Aquila is available and stable, 5.30pm 02 July 2015. Aquila is running at reduced capacity with 76 standard nodes and the two gpu nodes.
Original problem on Tuesday, 30 June 2015, was with a power supply on one of the storage servers serving /apps and /data. This issue was fixed by reseating the power supply.
Yesterday there were issues with some of the power devices - two of the power supplies are nolonger capable of serving a whole bank of nodes. In delving through the logs, it was discovered that the modest load on the cluster over the last few months has been approaching the overload limts on the devices on numerous occasions. So when running the HPL test yesterday it tripped the breakers on the power strips. To work round this the number of nodes has been reduced on these devices and as a precaution the nodes on the other power devices have been reduced as well.

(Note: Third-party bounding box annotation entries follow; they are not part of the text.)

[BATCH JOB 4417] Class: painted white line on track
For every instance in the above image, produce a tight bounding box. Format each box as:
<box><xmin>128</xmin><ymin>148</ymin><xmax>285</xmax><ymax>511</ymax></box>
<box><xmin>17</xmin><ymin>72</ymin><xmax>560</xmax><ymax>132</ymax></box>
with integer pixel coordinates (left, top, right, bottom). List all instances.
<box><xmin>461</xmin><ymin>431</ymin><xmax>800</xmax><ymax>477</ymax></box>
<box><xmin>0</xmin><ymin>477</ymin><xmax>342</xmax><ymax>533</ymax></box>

You may continue to use Aquila and resubmit workloads.
The Aquila culster is still unavailable, while problems are investigated by the HPC team.
Essential maintenance work will be performed on Aquila's home area storage on 7th July 2015, between 7-9am. While this work is being carried out Aquila will not be available or accessible.
All users are required to log out before 8pm on Monday 6th July in preperation for the work being carried out on Tuesday morning; any users still logged in will be logged out.
Access to Aquila we be reopened shortly after 9am on Tuesday.